Nelle mie letture personali non posso fare a meno di cercare continuamente riferimenti al mondo della psicologia e mi incuriosisce in particolare imbattermi nelle riflessioni di scrittori. Non è la prima volta che incontro una riflessione che affronta il tema della malattia da un punto di vista filosofico. Questo perché mette innanzitutto davanti alla domanda: cosa pensi della malattia o dell’essere malato? Domanda su cui è possibile insistere anche nel colloquio in psicoterapia, stimolando una riflessione in merito. In questo articolo riporto la riflessione di Flannery O’Connor, scrittrice statunitense che inserisce le sue riflessioni in una cornice religiosa cattolica in modo estremamente interessante, perché lontanissima da un’idea di religione semplificata e superficiale:
“Ti sbagli, in realtà solo di recente ho capito che non si ottiene niente restando alla superficie delle cose. Come tutti, l’ho scoperto a mie spese, e soltanto negli ultimi anni grazie, credo a due cose: la malattia e il successo. Una soltanto non mi sarebbe bastata, ma l’abbinata è risultata vincente. Non sono mai stata altrove che malata. In un certo senso la malattia è un luogo, molto più istruttivo che un lungo viaggio in Europa, e un luogo dove non trovi mai compagnia, dove nessuno ti può seguire.
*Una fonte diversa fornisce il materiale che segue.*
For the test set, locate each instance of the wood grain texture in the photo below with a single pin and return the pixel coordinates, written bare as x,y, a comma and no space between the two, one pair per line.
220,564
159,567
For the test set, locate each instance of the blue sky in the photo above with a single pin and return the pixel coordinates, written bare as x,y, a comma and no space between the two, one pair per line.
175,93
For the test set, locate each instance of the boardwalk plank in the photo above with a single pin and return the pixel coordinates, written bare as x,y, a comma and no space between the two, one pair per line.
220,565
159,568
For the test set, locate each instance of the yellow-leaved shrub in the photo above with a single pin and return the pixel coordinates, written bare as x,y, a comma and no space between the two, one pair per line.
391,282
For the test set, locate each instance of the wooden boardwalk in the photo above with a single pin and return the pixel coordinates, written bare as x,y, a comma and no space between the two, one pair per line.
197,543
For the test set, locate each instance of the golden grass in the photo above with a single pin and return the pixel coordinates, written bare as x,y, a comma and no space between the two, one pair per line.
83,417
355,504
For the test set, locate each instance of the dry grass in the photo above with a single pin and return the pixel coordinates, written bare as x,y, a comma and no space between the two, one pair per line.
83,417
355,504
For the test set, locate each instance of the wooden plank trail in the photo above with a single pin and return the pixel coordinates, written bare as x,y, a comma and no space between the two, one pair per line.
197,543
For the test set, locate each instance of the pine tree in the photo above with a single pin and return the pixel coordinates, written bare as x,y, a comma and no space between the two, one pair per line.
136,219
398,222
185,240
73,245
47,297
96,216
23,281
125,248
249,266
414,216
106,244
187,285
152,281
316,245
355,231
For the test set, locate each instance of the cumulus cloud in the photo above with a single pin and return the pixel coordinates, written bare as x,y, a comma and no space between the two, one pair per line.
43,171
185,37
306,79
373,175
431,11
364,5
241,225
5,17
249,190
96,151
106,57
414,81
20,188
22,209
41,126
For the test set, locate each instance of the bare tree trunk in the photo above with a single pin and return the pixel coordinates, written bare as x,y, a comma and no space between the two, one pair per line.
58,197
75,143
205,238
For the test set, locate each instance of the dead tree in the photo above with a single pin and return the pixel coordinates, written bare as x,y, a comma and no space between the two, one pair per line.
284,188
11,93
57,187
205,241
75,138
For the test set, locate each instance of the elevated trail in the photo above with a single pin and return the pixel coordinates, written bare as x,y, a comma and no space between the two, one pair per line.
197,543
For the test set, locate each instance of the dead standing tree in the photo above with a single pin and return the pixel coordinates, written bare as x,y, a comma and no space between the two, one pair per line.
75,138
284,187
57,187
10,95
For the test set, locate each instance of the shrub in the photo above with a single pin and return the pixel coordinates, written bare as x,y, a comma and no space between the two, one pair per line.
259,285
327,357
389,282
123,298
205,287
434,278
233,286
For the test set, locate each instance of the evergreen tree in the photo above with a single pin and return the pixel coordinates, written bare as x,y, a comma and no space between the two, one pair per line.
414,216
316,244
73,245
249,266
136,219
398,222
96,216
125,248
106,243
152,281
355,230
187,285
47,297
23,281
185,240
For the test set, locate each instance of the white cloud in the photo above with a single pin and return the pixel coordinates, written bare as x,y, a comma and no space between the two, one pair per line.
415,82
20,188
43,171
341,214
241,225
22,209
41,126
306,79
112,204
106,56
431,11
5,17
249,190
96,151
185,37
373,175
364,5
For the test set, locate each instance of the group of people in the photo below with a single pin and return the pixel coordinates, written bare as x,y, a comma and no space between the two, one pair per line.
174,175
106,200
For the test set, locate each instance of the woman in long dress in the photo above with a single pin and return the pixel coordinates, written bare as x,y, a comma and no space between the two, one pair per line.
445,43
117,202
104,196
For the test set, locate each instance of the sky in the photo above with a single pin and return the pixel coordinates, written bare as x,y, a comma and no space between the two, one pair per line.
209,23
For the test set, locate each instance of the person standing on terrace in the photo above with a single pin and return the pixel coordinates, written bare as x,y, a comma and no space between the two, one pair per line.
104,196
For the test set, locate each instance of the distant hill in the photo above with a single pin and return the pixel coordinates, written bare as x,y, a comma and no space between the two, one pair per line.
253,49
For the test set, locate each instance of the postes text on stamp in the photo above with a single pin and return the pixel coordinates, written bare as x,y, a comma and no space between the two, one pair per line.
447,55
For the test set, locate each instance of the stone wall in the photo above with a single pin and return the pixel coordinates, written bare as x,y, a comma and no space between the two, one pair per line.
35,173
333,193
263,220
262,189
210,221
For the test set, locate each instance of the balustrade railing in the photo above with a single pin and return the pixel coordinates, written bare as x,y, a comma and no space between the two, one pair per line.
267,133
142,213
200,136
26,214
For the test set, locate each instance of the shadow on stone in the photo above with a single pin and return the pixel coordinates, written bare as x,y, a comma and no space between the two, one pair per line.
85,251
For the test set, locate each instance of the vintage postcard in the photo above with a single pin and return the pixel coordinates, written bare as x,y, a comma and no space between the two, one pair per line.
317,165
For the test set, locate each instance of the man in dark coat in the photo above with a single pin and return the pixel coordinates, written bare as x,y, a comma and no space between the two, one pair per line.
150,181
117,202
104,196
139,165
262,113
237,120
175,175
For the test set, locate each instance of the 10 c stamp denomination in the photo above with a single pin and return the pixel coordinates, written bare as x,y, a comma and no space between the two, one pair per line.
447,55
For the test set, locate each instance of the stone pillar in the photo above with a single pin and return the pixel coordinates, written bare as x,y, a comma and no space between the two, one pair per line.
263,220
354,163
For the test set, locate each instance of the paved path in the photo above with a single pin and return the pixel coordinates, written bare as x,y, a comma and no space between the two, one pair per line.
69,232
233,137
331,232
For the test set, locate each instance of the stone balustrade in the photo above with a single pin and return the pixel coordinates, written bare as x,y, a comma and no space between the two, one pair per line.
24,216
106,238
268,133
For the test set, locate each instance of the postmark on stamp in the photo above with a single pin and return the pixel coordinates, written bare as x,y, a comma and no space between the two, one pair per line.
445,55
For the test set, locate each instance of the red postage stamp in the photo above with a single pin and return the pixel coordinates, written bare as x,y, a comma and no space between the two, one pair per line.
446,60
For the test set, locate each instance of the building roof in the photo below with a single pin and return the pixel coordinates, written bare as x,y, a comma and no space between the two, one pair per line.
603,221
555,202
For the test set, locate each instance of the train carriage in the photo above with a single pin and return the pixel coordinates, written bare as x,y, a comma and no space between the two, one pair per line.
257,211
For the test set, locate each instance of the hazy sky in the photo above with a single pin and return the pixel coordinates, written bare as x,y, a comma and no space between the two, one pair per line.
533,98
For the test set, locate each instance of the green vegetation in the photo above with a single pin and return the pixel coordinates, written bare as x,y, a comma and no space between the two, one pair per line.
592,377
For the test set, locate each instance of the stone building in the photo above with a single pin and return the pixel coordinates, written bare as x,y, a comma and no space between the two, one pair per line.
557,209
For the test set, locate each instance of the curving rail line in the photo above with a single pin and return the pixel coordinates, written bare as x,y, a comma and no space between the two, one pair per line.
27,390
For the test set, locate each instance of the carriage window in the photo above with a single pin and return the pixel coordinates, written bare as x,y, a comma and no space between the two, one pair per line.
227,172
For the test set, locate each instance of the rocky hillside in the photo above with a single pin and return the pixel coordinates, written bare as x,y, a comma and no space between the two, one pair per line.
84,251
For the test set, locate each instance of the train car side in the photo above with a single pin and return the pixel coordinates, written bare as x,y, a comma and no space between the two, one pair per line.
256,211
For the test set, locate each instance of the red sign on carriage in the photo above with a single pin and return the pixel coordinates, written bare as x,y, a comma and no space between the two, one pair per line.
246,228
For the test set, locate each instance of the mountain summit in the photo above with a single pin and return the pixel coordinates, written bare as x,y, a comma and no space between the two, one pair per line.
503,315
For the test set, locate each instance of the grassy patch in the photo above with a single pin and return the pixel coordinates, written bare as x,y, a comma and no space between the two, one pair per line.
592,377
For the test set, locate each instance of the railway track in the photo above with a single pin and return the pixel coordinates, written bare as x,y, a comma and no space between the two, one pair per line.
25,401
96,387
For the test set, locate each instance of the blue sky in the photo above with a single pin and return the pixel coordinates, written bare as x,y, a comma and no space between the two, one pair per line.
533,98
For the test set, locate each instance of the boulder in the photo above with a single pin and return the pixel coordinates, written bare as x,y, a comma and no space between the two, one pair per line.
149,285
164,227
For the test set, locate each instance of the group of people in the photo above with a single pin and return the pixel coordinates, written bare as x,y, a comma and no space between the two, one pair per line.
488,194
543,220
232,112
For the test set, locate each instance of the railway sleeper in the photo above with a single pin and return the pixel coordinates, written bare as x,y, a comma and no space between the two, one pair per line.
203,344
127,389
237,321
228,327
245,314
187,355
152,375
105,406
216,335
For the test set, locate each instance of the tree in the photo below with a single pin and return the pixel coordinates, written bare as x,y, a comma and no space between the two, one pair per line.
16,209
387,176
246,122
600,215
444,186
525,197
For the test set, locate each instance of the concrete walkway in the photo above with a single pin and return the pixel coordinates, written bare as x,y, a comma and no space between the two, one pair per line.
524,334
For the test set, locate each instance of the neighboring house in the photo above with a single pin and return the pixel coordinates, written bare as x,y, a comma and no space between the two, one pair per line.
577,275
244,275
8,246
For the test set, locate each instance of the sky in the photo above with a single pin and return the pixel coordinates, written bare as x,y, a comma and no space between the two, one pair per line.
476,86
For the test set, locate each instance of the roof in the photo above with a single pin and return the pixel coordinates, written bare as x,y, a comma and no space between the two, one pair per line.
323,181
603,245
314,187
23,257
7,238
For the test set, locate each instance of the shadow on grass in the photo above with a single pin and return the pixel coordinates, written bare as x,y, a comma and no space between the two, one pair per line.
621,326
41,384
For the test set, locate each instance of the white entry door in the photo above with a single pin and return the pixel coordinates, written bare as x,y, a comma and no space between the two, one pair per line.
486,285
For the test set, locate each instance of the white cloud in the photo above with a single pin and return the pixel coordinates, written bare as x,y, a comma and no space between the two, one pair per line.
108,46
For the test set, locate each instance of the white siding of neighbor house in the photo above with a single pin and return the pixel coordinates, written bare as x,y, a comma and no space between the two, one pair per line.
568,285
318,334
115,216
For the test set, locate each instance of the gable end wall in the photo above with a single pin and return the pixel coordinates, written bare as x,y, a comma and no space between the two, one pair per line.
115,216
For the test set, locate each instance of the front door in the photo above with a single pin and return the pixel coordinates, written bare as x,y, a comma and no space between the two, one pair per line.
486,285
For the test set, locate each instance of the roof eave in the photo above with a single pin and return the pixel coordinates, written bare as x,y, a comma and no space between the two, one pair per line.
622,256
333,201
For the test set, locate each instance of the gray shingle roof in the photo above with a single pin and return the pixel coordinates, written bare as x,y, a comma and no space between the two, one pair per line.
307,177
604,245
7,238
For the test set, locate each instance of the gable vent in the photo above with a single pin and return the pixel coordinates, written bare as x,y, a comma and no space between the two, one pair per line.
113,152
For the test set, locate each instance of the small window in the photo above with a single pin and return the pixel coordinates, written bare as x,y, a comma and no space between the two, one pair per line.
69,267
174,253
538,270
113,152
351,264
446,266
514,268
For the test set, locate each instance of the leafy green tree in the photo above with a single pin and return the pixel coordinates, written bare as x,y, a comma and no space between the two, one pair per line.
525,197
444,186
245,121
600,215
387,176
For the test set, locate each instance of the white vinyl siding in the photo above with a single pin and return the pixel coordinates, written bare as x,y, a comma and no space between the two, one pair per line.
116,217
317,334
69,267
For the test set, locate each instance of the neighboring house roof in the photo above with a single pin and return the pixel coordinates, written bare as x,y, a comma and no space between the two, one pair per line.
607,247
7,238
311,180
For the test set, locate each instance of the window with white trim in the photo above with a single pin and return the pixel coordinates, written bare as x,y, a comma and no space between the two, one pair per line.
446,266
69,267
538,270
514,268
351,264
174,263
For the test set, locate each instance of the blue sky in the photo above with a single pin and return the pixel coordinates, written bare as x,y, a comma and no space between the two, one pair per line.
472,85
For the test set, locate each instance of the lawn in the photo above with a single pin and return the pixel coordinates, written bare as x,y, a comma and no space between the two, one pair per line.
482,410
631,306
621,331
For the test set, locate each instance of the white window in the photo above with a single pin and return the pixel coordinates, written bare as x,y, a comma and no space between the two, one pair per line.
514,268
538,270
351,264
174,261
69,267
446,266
La malattia prima della morte è cosa quantomai opportuna e chi non ci passa si perde una benedizione del Signore. Quasi altrettanto isola il successo, e niente mette in luce la vanità altrettanto bene. Ma da queste parti la superficie è sempre stata molto piatta. Vengo da una famiglia dove era rispettabile mostrare un unico sentimento: l’irritazione. è una tendenza che per alcuni sfocia nell’orticaria, per altri nella letteratura, per me in tutt’e due.”
Tratto da “Sola a presidiare la fortezza”, Lettere di Flannery O’Connor, 2001, Einaudi editore.